An Italian consulate clerk and his Brazilian wife were sentenced in federal court in San Francisco today after pleading guilty last month to the misdemeanor charge of using an unauthorized document for a Brazilian woman to work as the couple’s servant.
Giuseppe Penzato, 56, and his wife Kesia Penzato, 34, of San Francisco, both appeared in court late this morning, where they were sentenced to five years’ probation and ordered to pay $13,000 to the unnamed victim by U.S. District Judge Edward Chen.
Both declined to comment in court at their sentencing. Kesia Penzato was using a Portuguese translator during the proceedings.
The sentencing came after a plea agreement was made on April 17 in which the Penzatos admitted to using a document that was not legally authorized because it was a visa application that said the woman would be working only for the couple.
The woman also worked for a second employer, Italian Vice Consul Marcello Curci, according to an affidavit filed with a 2011 criminal complaint.
Originally the couple was charged with felony counts of obtaining false labor by means of threats, force or restraint and conspiring to obtain false labor from the woman during a three-month span when she worked for them as a housekeeper in late 2009.

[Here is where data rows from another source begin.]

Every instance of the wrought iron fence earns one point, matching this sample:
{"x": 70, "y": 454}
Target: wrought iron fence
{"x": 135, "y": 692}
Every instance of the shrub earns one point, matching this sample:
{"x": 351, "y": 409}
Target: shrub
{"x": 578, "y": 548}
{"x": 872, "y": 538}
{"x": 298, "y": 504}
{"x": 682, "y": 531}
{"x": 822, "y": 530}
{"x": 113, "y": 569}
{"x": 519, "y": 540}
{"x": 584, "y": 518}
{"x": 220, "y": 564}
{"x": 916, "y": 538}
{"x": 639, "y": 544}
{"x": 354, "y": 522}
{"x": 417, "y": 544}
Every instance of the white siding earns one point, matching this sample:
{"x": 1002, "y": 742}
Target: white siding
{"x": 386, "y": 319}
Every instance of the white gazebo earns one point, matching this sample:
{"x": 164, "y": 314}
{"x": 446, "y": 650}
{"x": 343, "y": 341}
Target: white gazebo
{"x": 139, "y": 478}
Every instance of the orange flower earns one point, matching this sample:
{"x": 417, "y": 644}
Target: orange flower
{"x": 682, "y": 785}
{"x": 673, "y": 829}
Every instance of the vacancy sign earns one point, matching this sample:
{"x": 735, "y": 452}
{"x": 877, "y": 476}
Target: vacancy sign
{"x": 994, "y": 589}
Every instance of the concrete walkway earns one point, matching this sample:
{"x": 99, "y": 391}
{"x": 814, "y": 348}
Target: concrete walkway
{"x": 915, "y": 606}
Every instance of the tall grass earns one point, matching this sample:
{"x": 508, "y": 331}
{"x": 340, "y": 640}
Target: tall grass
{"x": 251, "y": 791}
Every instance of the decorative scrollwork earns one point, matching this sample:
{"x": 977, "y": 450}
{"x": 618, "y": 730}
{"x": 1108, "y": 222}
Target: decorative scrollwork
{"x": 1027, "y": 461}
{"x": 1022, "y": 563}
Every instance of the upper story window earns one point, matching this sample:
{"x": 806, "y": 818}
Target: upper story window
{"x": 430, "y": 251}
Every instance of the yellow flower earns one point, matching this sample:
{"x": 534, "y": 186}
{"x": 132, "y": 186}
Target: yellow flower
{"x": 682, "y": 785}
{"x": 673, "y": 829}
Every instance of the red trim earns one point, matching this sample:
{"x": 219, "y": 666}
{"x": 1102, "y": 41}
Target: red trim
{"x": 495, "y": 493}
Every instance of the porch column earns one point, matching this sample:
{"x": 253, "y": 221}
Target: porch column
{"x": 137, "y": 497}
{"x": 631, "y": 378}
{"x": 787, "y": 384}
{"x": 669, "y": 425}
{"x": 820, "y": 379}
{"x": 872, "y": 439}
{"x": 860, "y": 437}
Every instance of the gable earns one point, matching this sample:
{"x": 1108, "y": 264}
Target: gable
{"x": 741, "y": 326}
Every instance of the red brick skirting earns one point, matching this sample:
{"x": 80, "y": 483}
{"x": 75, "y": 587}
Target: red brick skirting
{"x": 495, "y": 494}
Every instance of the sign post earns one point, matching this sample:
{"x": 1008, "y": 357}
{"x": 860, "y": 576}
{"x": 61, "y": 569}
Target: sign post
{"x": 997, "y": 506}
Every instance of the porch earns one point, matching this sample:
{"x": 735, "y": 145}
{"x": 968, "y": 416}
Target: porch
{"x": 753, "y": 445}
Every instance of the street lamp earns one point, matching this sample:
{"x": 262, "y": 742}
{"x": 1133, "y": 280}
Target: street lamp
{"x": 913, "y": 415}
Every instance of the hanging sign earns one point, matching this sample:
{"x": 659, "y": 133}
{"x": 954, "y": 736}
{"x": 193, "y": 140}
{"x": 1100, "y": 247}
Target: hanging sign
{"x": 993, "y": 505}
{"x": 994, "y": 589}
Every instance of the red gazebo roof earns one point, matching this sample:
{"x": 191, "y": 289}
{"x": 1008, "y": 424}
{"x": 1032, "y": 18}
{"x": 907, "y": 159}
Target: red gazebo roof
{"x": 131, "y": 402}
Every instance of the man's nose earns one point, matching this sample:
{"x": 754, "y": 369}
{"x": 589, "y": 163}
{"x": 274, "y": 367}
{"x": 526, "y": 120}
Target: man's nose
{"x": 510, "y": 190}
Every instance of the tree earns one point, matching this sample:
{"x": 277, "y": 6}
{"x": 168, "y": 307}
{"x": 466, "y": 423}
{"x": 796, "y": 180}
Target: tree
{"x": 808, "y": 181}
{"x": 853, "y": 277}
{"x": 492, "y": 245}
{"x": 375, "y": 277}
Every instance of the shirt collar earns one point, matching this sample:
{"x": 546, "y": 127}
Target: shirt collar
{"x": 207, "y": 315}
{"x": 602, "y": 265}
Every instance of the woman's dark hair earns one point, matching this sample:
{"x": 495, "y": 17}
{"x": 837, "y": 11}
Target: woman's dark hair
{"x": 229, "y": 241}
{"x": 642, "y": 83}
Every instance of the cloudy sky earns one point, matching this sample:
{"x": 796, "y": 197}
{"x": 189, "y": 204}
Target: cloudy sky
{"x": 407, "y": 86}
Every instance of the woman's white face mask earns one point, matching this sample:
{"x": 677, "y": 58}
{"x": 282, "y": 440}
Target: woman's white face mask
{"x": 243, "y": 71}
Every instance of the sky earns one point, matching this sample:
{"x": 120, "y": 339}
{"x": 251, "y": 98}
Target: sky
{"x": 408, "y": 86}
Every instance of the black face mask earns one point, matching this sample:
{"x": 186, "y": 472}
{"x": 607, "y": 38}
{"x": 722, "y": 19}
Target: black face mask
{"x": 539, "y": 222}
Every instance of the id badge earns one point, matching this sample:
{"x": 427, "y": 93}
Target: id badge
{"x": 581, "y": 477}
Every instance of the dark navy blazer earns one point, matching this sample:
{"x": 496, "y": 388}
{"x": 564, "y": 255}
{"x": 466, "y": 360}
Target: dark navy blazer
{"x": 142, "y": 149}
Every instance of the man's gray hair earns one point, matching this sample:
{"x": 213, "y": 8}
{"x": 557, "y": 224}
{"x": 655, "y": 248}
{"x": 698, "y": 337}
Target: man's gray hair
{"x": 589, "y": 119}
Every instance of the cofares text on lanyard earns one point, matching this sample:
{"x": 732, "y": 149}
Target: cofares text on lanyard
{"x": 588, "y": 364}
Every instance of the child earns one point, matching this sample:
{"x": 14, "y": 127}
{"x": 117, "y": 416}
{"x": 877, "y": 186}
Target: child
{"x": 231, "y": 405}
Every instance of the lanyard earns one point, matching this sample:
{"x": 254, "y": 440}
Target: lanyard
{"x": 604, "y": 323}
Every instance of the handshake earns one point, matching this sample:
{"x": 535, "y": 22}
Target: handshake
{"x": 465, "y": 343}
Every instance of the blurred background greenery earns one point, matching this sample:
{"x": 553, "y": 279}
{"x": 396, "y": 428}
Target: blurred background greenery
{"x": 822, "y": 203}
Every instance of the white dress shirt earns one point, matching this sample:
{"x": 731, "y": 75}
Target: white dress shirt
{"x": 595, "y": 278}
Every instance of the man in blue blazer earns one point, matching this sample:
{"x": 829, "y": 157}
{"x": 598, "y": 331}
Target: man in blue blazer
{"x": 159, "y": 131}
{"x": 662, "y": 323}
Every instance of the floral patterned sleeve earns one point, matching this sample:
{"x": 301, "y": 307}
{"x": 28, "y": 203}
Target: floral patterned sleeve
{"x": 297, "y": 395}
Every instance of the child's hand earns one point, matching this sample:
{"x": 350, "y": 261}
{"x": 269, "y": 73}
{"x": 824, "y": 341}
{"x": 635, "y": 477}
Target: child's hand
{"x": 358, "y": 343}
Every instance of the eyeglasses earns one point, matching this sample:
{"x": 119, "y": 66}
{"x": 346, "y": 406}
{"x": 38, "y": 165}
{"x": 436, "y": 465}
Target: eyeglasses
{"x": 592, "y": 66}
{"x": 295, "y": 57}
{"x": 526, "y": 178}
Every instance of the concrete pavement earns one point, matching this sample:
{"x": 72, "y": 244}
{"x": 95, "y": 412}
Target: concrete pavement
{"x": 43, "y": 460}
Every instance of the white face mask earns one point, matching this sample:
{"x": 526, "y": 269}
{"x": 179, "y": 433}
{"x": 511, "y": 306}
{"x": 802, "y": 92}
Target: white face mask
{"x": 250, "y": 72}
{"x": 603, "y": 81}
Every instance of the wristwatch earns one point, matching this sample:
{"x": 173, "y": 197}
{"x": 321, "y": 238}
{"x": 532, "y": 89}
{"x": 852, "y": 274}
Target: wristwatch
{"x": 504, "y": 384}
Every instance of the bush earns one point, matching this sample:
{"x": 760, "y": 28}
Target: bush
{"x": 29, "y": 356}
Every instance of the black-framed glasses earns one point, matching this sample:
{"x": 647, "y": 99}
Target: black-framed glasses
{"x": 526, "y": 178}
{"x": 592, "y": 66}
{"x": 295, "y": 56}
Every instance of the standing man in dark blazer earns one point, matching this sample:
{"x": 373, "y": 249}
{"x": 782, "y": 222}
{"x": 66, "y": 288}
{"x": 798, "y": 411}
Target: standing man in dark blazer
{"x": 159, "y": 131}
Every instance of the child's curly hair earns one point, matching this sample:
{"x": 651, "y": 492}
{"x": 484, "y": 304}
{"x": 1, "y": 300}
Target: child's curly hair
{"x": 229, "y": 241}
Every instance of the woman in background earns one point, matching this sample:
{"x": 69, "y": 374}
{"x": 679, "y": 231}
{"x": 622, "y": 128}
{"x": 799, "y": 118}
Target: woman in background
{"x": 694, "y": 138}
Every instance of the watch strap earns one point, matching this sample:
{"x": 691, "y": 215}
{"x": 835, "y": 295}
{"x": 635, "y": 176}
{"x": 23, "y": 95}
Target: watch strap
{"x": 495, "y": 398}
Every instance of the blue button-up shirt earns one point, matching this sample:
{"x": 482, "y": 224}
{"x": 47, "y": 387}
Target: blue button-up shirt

The heavier counts, levied in a federal criminal complaint in 2011 and then a grand jury indictment in 2012, were dropped as a result of the plea agreement.
The Penzatos were arrested on the original charges on June 24, 2011, when Giuseppe Penzato worked as an administrative clerk for the Italian consulate in San Francisco.
According to the affidavit, it was alleged that the couple violated labor and human rights when they forced the woman to work for little pay for 60 hours per week after promising better working conditions.
The Penzatos said in a 2011 court filing that they denied the charges of abuse and charged that the woman was trying to find a way to live in the U.S.
A civil lawsuit was also filed against the Penzatos in federal court in San Francisco in 2010.
That suit, with similar allegations of abusive working conditions, is still pending, according to Jane Doe’s attorneys Lisa Nguyen and Cindy Liou.
Chen acknowledged that there is a broader set of issues that should be litigated as part of the civil case and that today’s sentencing was based solely on the charge of the violated working terms.
Liou and Nyguyen requested the judge reconsider an expanded restitution to the victim, however that request was denied.
“The old charges are no longer at issue,” Chen said in court. “The charges now have to do with identification documents.”
Judge Chen accepted the plea agreement in court this morning, and did not modify the terms of the agreement between defense lawyers Josh Cohen and Gail Shifman and Assistant U.S. Attorney Owen Martikan.
The Penzatos faced a possible maximum sentence of one year in prison.
Instead the terms of their five-year probation include allowance of random searches and no contact with the victim and her family with the exception of legal counsel for the ongoing civil case.